Tea, day four
India 471 & 298-4 (Rahul 120*, Pant 118, Carse 2-62)
England 465
India lead by 304 runs
Two contrasting hundreds from KL Rahul and Rishabh Pant have given India what feels like decisive control of the opening Test, the pair adding 195 for the fourth wicket and taking the visitors 304 in front by the interval.
Rahul’s 120 not out was all timing and tidy angles—202 balls of mostly orthodox cricket, punctuated by three painful blows on the bottom hand that he simply shook off. A push through extra cover for two brought up his ninth Test hundred, his sixth outside Asia as an opener. “It’s just about staying there long enough,” he told the host broadcaster. “If you do, the runs come.”
Pant, who began the day on nine, went through the gears in that familiar, slightly chaotic fashion. He sprinted from fifty to 95 in 25 balls, slowed, then clubbed Joe Root for four, six, four, and tried to repeat the trick against Shoaib Bashir. This time Zak Crawley held the skier at long-on, ending an 88-ball 118 that Ravi Shastri on commentary called “pure theatre”.
There was fortune. Harry Brook grassed Rahul on 55 at slip; Pant nicked through the vacant cordon on 31 and 49. Even Ben Stokes, diving full length at cover, could only palm a Pant cover-drive around the post when the keeper-batter was 75. “You need those breaks,” Pant admitted. “England bowlers asked plenty of questions.”

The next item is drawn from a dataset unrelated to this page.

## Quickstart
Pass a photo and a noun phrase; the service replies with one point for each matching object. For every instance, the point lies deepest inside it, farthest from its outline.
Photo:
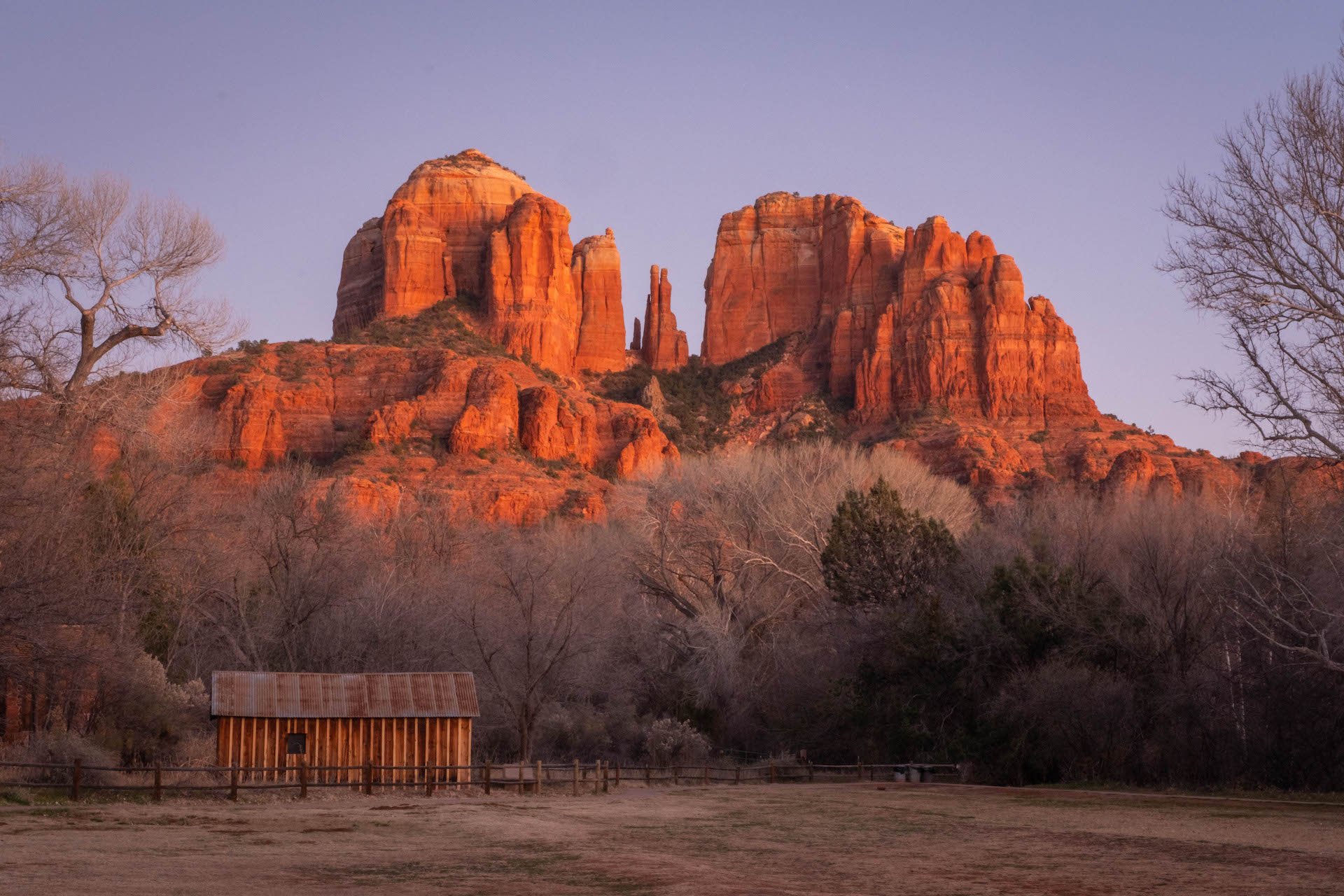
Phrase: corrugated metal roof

England’s quicks enjoyed the new ball in the morning. Brydon Carse produced a brute that leapt at Shubman Gill’s gloves and lobbed to short leg, breaking a stubborn stand and leaving India three down. But once the lacquer came off, the pitch flattened. Stokes rotated six bowlers without finding sustained control, and the second session leaked 145 runs in 27 overs.
Bashir did get his man, Pant, celebrating as if the game had turned. In truth the rookie off-spinner had already been deposited for back-to-back sixes and Rahul was content to milk him. Karun Nair’s reverse-swept four took the lead past 300 and drew an appreciative nod from Rahul, who simply carried on.
Former England captain Michael Atherton summed up the mood: “England aren’t out of this, but they’ll need something pretty special this evening.”
With two sessions left today and a full fifth day tomorrow, India have room to dictate. England, for all their recent fourth-innings heroics, face a long climb.